The rational root theorem tells us that if this has rational roots, they are of the form p/q, where p is a factor of 40, and q is a factor of 3. Now, this still gives us a LOT of possibilities to consider, because p could be 1, 2, 4, 5, 8, 10, 20, or 40 (plus the opposites of all of those), and q could be either 1 or 3 (or their opposites).

So let's start with something that's not a fraction: Let's try 1, and see what happens. I'm going to do synthetic division on this. If you don't know how synthetic division works, you'll want to take a look at this explanation: How to do synthetic division.
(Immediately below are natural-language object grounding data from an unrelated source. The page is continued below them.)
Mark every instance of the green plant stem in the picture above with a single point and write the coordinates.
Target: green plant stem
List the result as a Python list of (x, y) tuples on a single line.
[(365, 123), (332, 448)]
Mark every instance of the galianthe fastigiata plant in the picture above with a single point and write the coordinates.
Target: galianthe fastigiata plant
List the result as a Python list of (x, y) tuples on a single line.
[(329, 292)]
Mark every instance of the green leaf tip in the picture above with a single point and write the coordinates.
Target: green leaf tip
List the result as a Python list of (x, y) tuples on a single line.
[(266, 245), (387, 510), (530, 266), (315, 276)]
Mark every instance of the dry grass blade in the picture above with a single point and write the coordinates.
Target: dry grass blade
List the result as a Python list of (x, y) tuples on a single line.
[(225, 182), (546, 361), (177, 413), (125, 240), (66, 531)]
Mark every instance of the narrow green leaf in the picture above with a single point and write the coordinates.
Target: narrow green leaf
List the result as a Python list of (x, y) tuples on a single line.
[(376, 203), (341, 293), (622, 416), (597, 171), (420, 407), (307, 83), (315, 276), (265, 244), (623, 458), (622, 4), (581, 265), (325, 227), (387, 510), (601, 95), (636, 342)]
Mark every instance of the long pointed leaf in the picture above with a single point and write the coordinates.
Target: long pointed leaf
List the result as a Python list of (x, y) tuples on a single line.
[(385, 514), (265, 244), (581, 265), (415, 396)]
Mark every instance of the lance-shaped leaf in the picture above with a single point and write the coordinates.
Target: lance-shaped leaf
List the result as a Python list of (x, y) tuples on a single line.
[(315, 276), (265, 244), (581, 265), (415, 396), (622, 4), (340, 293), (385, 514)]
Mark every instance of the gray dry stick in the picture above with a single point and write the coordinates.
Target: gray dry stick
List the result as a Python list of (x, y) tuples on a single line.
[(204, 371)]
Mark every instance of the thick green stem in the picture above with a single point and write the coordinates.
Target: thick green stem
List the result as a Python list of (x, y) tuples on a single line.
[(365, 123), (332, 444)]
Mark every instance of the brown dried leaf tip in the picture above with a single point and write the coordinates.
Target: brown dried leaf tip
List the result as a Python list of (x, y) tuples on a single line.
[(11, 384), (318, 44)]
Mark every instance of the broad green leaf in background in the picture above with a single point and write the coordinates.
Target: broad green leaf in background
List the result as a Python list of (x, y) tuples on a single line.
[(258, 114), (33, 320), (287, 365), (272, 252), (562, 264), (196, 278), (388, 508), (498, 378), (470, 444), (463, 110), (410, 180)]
The next bit of good news is that we can use the values in our synthetic division to reduce the polynomial by the factor we just found: our polynomial can be rewritten as (x + 2)(3x^{2} - 11x - 20) (note the numbers at the bottom of our synthetic division - they are the coefficients of the reduced polynomial). To find our next factors we can use the techniques that we're familiar with on the factor 3x^{2} - 11x - 20, or we can continue doing synthetic division.

Of course, I cheated; I created a polynomial which I knew could be factored, but there's no guarantee that a given polynomial is factorable over real numbers, let alone rational numbers! Your polynomial, for example, has only one real root, and that one real root is not rational. If you had tried the rational root theorem on this, you would have tried 1, 1/3, 1/7, 1/21, and the opposites of all of those, only to find that none of them work. The good news is that because of the rational root theorem, you KNOW that you're done looking for rational roots.

So there are a few more tools for your arsenal; I hope something here was helpful!